Can LinkedIn Move into Ebsco and Thomson Territory?

March 12, 2013

You may find “LinkedIn to buy Pulse Newsreader for More than $50 Million” interesting. If true, stakeholders in some large professional publishing companies may want to reconsider their holdings.

I think that the commercial business information publishers won’t pay much attention to this deal. Companies like Ebsco, Thomson Reuters, and Wolters Kluwer are trying to sustain their revenues while achieving growth. Thomson Reuters has faced some growth challenges. The other companies which compete with this venerable firm are in the same pickle in my opinion.

The reason is that LinkedIn is built of professionals who want to get jobs and sell work. Now hunting for a job may seem a far cry from searching an Ebsco database or consulting a Wolters Kluwer health database. I don’t think the gap is too big at all.
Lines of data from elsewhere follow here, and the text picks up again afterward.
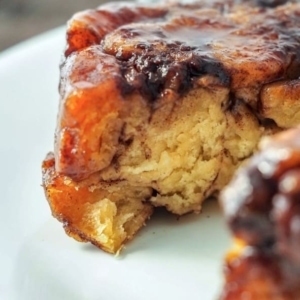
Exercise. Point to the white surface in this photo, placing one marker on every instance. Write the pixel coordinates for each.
(170, 258)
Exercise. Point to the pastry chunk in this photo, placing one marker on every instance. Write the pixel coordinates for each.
(159, 104)
(262, 206)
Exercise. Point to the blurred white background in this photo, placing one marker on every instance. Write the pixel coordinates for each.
(21, 19)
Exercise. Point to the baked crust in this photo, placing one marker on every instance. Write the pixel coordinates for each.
(169, 99)
(262, 207)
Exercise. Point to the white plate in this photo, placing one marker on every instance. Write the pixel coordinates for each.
(169, 259)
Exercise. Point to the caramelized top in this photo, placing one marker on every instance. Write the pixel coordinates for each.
(262, 204)
(243, 44)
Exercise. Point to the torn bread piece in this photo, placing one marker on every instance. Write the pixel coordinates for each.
(159, 105)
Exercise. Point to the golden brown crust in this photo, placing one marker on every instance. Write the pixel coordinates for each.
(262, 208)
(105, 214)
(160, 104)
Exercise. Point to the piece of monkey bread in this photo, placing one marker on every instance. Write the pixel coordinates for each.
(159, 105)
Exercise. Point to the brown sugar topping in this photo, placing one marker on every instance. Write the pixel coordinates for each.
(241, 44)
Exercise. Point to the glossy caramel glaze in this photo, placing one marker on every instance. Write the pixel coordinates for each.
(124, 49)
(262, 206)
(167, 47)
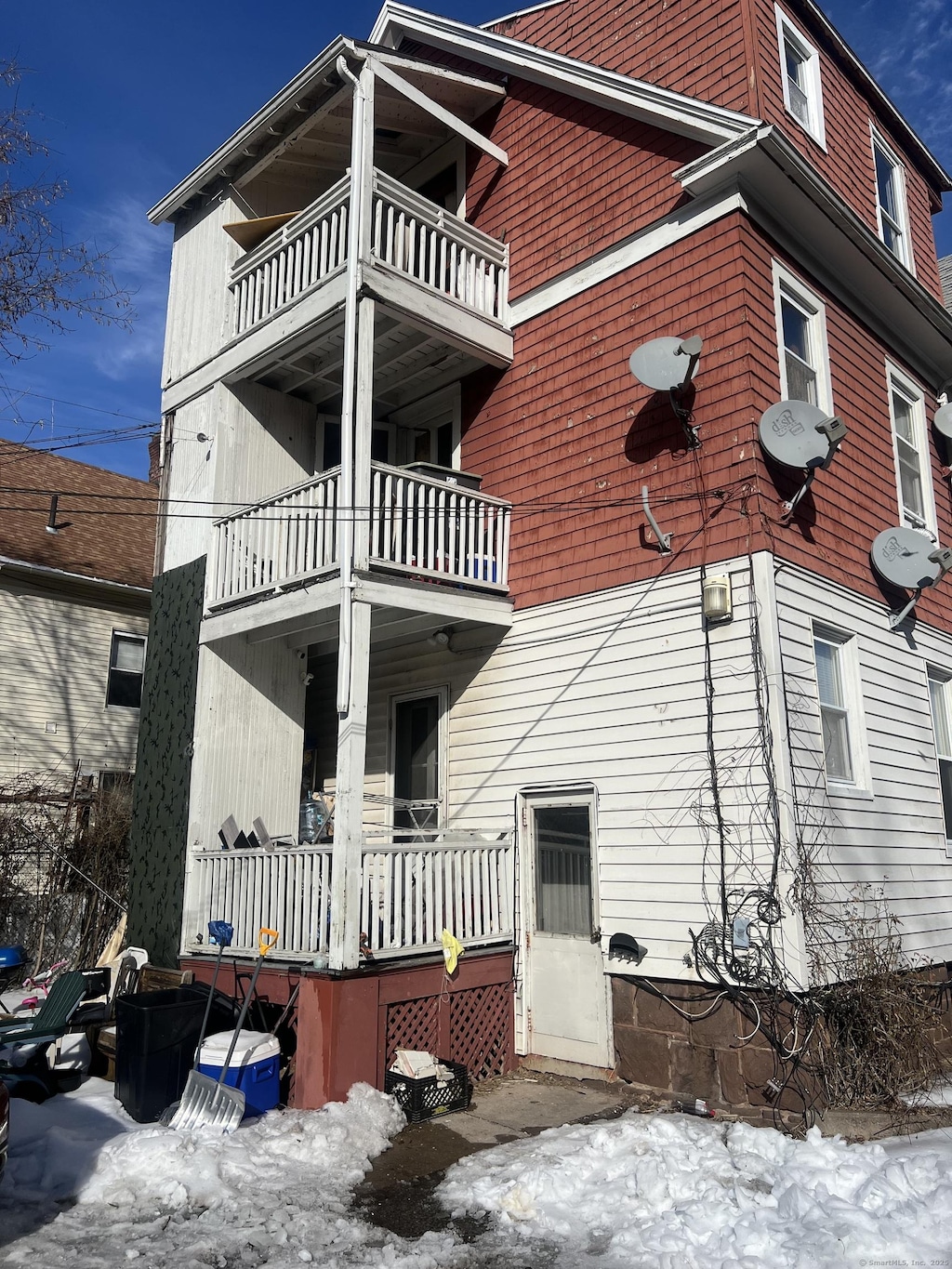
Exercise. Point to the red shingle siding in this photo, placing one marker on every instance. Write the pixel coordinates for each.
(570, 437)
(848, 163)
(688, 47)
(110, 537)
(567, 431)
(579, 180)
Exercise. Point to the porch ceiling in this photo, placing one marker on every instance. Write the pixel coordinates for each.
(403, 612)
(407, 364)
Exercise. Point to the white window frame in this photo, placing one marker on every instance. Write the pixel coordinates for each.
(787, 285)
(902, 223)
(136, 639)
(813, 86)
(442, 694)
(900, 385)
(942, 681)
(852, 708)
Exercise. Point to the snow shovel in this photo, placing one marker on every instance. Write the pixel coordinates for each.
(211, 1103)
(222, 934)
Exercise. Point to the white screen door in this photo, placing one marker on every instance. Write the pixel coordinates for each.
(566, 987)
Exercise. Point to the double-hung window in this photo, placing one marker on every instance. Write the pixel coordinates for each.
(127, 659)
(911, 452)
(940, 687)
(834, 655)
(800, 73)
(892, 202)
(801, 339)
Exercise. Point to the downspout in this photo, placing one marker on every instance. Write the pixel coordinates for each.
(347, 509)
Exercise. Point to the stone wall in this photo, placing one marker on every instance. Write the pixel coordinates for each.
(722, 1056)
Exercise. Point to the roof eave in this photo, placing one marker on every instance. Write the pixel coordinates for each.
(685, 115)
(205, 173)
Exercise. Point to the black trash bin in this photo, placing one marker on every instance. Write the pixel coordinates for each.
(156, 1035)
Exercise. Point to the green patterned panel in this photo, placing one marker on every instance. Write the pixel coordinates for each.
(164, 764)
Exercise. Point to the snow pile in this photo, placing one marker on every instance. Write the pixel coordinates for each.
(274, 1192)
(667, 1191)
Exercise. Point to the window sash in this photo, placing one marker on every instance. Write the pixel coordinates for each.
(942, 735)
(834, 712)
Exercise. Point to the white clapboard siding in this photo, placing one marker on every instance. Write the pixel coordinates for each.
(200, 305)
(54, 671)
(260, 441)
(890, 837)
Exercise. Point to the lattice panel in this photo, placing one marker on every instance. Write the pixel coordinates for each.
(482, 1029)
(413, 1024)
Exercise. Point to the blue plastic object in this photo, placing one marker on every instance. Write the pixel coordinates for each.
(13, 957)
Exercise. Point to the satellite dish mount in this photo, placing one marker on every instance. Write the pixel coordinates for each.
(800, 434)
(668, 364)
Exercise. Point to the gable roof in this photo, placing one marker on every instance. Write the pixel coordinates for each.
(111, 518)
(674, 112)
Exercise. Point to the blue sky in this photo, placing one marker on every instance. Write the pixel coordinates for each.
(134, 97)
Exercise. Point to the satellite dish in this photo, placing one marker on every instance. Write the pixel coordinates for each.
(666, 364)
(944, 420)
(800, 434)
(903, 557)
(791, 434)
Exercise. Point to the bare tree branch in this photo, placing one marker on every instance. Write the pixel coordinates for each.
(45, 279)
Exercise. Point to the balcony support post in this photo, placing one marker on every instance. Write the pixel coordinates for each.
(354, 639)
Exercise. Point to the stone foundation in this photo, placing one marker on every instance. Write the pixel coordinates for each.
(722, 1056)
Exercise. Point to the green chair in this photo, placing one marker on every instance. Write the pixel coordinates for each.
(54, 1017)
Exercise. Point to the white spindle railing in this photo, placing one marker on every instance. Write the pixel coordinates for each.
(301, 254)
(419, 524)
(413, 891)
(410, 893)
(426, 525)
(285, 890)
(435, 247)
(409, 233)
(284, 539)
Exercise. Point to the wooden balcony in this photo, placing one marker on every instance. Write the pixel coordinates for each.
(420, 527)
(461, 880)
(413, 242)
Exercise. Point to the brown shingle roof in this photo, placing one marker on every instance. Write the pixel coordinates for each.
(96, 545)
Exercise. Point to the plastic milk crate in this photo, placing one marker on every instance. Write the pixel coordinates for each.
(426, 1097)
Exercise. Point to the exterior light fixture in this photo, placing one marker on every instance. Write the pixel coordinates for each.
(716, 601)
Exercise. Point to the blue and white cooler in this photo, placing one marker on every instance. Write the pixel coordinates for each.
(254, 1066)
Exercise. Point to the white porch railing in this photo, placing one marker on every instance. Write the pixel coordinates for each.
(413, 891)
(410, 892)
(278, 542)
(419, 525)
(430, 244)
(409, 233)
(426, 525)
(296, 257)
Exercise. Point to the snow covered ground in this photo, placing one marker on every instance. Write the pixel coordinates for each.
(90, 1189)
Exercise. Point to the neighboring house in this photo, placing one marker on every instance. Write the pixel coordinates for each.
(73, 617)
(612, 765)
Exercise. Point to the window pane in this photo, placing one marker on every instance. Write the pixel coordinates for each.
(796, 331)
(827, 678)
(563, 869)
(940, 717)
(886, 185)
(128, 654)
(801, 381)
(836, 744)
(903, 416)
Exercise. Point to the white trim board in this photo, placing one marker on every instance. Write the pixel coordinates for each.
(640, 246)
(674, 112)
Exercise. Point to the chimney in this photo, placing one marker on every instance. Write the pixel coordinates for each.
(153, 451)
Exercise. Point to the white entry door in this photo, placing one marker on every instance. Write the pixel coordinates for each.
(566, 987)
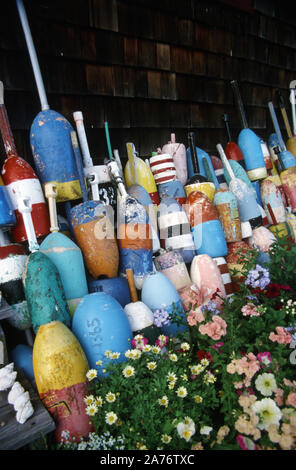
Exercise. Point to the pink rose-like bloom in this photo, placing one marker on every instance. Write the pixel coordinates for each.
(282, 337)
(291, 399)
(214, 329)
(250, 310)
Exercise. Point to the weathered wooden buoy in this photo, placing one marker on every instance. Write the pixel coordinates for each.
(65, 255)
(172, 265)
(139, 315)
(237, 253)
(102, 188)
(21, 181)
(232, 150)
(178, 152)
(158, 292)
(208, 235)
(272, 202)
(50, 133)
(249, 211)
(117, 287)
(226, 278)
(249, 142)
(190, 296)
(13, 260)
(133, 233)
(42, 283)
(141, 195)
(94, 232)
(227, 208)
(7, 216)
(204, 272)
(60, 367)
(101, 324)
(174, 229)
(22, 357)
(138, 172)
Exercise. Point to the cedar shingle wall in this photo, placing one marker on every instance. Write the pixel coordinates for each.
(149, 68)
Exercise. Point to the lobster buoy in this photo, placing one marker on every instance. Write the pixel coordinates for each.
(178, 152)
(206, 227)
(205, 274)
(158, 292)
(226, 278)
(227, 208)
(173, 266)
(139, 315)
(117, 287)
(101, 324)
(13, 260)
(60, 367)
(7, 216)
(272, 202)
(174, 229)
(22, 357)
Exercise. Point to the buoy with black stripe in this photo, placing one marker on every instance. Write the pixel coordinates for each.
(174, 229)
(43, 287)
(50, 134)
(178, 152)
(21, 181)
(65, 255)
(133, 233)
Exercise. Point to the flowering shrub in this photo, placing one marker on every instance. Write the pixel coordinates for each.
(228, 382)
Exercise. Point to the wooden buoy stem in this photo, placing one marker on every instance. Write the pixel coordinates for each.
(132, 286)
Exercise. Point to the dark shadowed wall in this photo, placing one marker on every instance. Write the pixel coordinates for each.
(149, 68)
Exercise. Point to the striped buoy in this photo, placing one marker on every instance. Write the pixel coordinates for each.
(174, 229)
(223, 268)
(173, 266)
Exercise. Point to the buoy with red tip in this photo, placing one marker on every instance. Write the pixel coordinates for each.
(42, 283)
(21, 181)
(174, 229)
(139, 315)
(227, 208)
(232, 150)
(133, 233)
(60, 367)
(165, 175)
(204, 272)
(246, 200)
(65, 255)
(100, 324)
(102, 188)
(94, 231)
(249, 142)
(207, 231)
(172, 265)
(136, 171)
(272, 202)
(178, 152)
(50, 133)
(158, 293)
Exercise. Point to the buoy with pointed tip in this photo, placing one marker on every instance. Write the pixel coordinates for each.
(178, 152)
(60, 367)
(100, 324)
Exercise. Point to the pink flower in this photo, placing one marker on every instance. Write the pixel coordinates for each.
(214, 329)
(282, 337)
(245, 443)
(291, 399)
(250, 310)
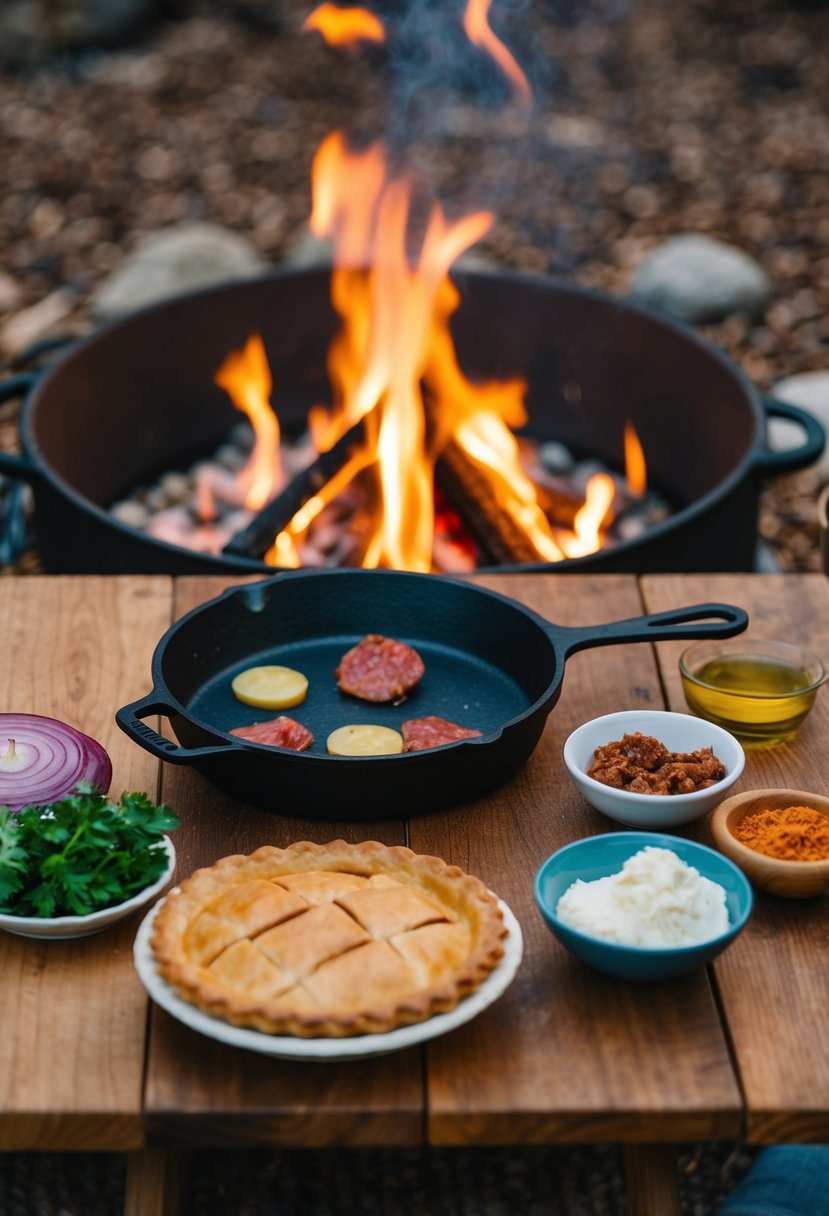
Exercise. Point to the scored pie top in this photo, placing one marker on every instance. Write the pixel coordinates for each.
(328, 940)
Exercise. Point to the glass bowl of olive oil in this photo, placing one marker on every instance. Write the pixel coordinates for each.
(759, 690)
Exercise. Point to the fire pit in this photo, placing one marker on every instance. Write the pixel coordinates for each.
(139, 398)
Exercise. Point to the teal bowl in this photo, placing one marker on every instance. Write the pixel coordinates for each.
(603, 855)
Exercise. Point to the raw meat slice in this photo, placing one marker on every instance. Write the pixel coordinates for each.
(433, 732)
(379, 669)
(277, 732)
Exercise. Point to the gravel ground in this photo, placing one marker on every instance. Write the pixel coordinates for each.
(650, 119)
(400, 1182)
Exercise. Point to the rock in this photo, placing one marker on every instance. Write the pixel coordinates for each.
(173, 262)
(811, 393)
(22, 328)
(699, 280)
(306, 252)
(30, 31)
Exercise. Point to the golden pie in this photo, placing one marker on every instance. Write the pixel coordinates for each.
(328, 940)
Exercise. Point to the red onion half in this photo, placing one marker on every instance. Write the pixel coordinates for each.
(43, 760)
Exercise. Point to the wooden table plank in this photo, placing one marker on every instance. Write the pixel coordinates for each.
(774, 980)
(199, 1091)
(73, 1013)
(569, 1054)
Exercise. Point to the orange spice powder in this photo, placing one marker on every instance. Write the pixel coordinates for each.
(795, 833)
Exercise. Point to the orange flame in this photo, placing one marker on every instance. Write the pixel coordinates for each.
(344, 27)
(393, 345)
(479, 32)
(591, 517)
(246, 377)
(636, 471)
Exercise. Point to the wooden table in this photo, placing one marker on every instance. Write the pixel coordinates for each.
(567, 1056)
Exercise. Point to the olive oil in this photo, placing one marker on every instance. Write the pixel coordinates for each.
(760, 698)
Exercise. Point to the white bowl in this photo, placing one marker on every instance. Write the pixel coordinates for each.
(678, 732)
(85, 925)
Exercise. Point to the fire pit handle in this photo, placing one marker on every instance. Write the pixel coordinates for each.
(772, 463)
(12, 466)
(699, 620)
(129, 719)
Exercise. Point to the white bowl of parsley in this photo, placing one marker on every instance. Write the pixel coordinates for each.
(83, 863)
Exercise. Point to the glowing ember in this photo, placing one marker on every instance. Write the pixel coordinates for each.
(344, 27)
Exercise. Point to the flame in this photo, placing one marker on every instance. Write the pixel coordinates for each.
(636, 471)
(587, 525)
(344, 27)
(377, 360)
(393, 367)
(479, 32)
(246, 377)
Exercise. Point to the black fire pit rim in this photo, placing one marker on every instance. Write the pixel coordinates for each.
(533, 281)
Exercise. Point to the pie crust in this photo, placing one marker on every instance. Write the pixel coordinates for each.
(328, 940)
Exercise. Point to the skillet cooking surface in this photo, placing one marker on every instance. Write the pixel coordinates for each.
(491, 665)
(457, 686)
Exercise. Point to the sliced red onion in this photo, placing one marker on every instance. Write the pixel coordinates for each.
(43, 760)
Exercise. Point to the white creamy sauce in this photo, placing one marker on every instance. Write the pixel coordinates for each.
(655, 900)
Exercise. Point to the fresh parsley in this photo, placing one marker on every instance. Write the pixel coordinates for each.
(82, 854)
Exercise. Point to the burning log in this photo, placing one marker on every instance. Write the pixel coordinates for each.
(258, 536)
(471, 493)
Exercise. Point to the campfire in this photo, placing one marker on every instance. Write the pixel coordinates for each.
(412, 466)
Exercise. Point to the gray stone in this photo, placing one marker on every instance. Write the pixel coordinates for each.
(699, 280)
(808, 390)
(30, 31)
(175, 260)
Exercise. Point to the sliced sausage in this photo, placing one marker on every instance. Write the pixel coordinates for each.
(433, 732)
(277, 732)
(379, 669)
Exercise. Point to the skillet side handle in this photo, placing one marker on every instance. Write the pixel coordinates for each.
(770, 462)
(699, 620)
(129, 719)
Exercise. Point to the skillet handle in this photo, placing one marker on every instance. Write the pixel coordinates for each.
(129, 719)
(712, 620)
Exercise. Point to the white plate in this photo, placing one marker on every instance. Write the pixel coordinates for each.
(61, 927)
(291, 1047)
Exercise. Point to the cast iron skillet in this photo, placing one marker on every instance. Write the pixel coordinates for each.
(490, 664)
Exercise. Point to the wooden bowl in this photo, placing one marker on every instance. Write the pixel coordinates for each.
(793, 879)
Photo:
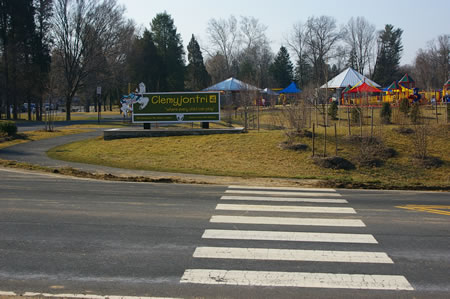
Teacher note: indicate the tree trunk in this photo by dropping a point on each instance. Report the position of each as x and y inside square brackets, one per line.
[68, 106]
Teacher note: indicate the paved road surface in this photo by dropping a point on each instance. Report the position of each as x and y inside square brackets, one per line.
[61, 235]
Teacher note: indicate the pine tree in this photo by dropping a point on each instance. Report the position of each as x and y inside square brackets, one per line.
[169, 47]
[389, 54]
[282, 68]
[197, 78]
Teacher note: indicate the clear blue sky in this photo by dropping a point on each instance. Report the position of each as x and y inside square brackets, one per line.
[421, 21]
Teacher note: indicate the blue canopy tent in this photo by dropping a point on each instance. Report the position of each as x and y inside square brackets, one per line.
[291, 89]
[231, 84]
[231, 90]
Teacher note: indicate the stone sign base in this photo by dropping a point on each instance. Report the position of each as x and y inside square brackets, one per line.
[164, 132]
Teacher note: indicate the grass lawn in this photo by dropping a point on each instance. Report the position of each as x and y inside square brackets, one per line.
[257, 154]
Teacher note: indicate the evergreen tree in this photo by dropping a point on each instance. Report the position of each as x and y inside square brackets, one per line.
[17, 32]
[389, 53]
[41, 53]
[282, 68]
[197, 78]
[169, 47]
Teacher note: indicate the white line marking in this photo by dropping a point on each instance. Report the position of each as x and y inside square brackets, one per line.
[310, 194]
[287, 209]
[287, 221]
[292, 255]
[282, 188]
[288, 236]
[285, 199]
[2, 293]
[296, 279]
[87, 296]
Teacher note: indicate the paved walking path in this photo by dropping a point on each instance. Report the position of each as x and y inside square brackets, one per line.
[34, 152]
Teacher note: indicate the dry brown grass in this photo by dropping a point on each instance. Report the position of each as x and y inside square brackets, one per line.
[37, 135]
[258, 155]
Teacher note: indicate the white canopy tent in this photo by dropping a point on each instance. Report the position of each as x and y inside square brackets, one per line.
[349, 77]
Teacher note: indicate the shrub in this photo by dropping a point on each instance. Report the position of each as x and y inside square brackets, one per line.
[356, 114]
[333, 110]
[8, 127]
[386, 113]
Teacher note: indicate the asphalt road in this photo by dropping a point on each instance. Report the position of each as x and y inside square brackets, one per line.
[73, 236]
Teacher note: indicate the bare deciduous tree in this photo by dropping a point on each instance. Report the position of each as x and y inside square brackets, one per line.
[86, 32]
[359, 35]
[321, 38]
[224, 39]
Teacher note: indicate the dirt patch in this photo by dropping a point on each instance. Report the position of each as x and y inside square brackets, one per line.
[334, 163]
[293, 146]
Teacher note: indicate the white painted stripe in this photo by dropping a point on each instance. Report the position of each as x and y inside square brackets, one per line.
[284, 199]
[292, 255]
[288, 236]
[296, 279]
[310, 194]
[287, 209]
[282, 188]
[287, 221]
[87, 296]
[2, 293]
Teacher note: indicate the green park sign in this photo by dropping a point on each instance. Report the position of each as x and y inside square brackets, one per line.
[177, 107]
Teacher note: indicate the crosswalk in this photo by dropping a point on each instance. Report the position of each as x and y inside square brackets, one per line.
[277, 208]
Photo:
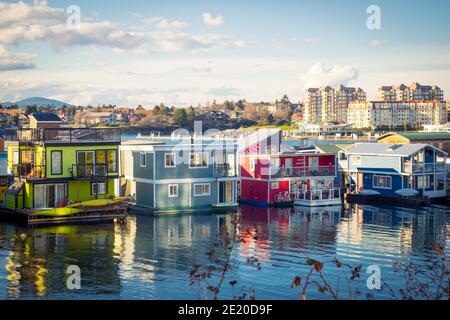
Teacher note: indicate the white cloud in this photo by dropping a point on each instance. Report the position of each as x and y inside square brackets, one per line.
[376, 43]
[209, 20]
[319, 75]
[15, 61]
[21, 22]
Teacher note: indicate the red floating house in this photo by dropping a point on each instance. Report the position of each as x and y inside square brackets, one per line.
[272, 175]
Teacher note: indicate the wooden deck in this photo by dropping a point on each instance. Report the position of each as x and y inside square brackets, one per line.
[99, 214]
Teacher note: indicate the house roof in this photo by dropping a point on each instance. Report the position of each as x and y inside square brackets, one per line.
[333, 148]
[47, 117]
[3, 164]
[419, 136]
[387, 149]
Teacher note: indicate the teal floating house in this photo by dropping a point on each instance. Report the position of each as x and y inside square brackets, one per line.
[395, 170]
[184, 176]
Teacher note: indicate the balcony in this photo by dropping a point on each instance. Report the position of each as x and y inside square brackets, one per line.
[29, 171]
[64, 135]
[294, 172]
[417, 168]
[224, 171]
[90, 171]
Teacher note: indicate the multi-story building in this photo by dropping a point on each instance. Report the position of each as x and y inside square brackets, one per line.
[414, 92]
[330, 105]
[54, 167]
[411, 114]
[395, 170]
[179, 177]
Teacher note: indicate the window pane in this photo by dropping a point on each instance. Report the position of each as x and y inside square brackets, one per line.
[56, 158]
[112, 160]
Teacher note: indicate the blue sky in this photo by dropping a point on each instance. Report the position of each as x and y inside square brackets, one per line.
[147, 52]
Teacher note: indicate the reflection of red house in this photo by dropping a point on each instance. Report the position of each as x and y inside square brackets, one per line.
[271, 179]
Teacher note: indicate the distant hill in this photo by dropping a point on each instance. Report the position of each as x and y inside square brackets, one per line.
[38, 101]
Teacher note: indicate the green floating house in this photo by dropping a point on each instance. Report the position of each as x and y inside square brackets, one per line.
[55, 166]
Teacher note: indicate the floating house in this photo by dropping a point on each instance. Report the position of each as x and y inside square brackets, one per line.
[397, 170]
[54, 167]
[275, 175]
[185, 176]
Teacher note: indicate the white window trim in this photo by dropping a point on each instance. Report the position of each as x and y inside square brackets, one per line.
[356, 163]
[202, 153]
[202, 194]
[384, 176]
[168, 190]
[252, 164]
[140, 159]
[174, 160]
[98, 188]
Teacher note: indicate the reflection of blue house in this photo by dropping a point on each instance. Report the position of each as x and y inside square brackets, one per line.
[179, 177]
[397, 169]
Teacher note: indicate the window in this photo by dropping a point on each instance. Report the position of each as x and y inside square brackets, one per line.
[56, 162]
[143, 159]
[15, 157]
[169, 160]
[202, 189]
[356, 160]
[382, 182]
[112, 160]
[98, 188]
[252, 164]
[173, 190]
[423, 181]
[198, 160]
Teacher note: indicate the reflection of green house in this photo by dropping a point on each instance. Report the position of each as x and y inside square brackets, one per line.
[56, 166]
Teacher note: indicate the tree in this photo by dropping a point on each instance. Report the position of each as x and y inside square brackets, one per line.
[180, 117]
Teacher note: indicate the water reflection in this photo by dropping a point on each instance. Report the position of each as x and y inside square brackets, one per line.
[150, 257]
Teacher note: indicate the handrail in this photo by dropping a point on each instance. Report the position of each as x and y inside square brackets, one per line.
[317, 194]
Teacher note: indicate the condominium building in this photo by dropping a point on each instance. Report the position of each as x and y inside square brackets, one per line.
[414, 92]
[330, 105]
[375, 114]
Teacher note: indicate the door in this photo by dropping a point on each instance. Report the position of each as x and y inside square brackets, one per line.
[49, 195]
[288, 165]
[85, 163]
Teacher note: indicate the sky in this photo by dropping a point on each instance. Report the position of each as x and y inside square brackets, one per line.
[183, 52]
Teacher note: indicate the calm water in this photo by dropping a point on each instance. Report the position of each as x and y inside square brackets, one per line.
[150, 257]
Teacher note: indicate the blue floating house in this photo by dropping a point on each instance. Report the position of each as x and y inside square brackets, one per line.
[176, 177]
[395, 170]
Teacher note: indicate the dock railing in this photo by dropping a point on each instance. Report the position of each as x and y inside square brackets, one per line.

According to the write up:

LinkedIn will buy the maker of the newsreader app Pulse, according to sources familiar with the negotiations. The price of the acquisition is in the tens of millions, they said — between $50 million and $100 million.

The amount paid for Pulse is pocket change for the giants of business information publishing. But LinkedIn owns Slideshare, a collection of business information. Add that content to the base of people who want to make sure each can find a job or sell a consulting job, and you have a 21st century content system which is going to be of increasing importance.

With a nifty distribution channel like Pulse, which is a next generation magazine/journal platform, LinkedIn is in a position to start encroaching on the territory of the Thomsons, the Ebscos, and the Wolters Kluwers of the world.

LinkedIn is integrated professional publishing. Its customers and advertisers pay for value. Contrast that business model to “we have to buy this stuff” which characterizes some of the big professional publishing outfits.

What can these giants do to protect their markets? Is LinkedIn for sale? My hunch is that LinkedIn will put fragile professional publishing companies under more pressure. Why didn’t one of these giants of business information jump on the LinkedIn type of opportunity?

Perhaps none of the executives at these firms is thinking about finding a job or becoming a consultant? If the firms do not hit their financial goals, many of the senior executives at the business information and professional publishing powerhouses will have an opportunity to learn the value of LinkedIn first hand.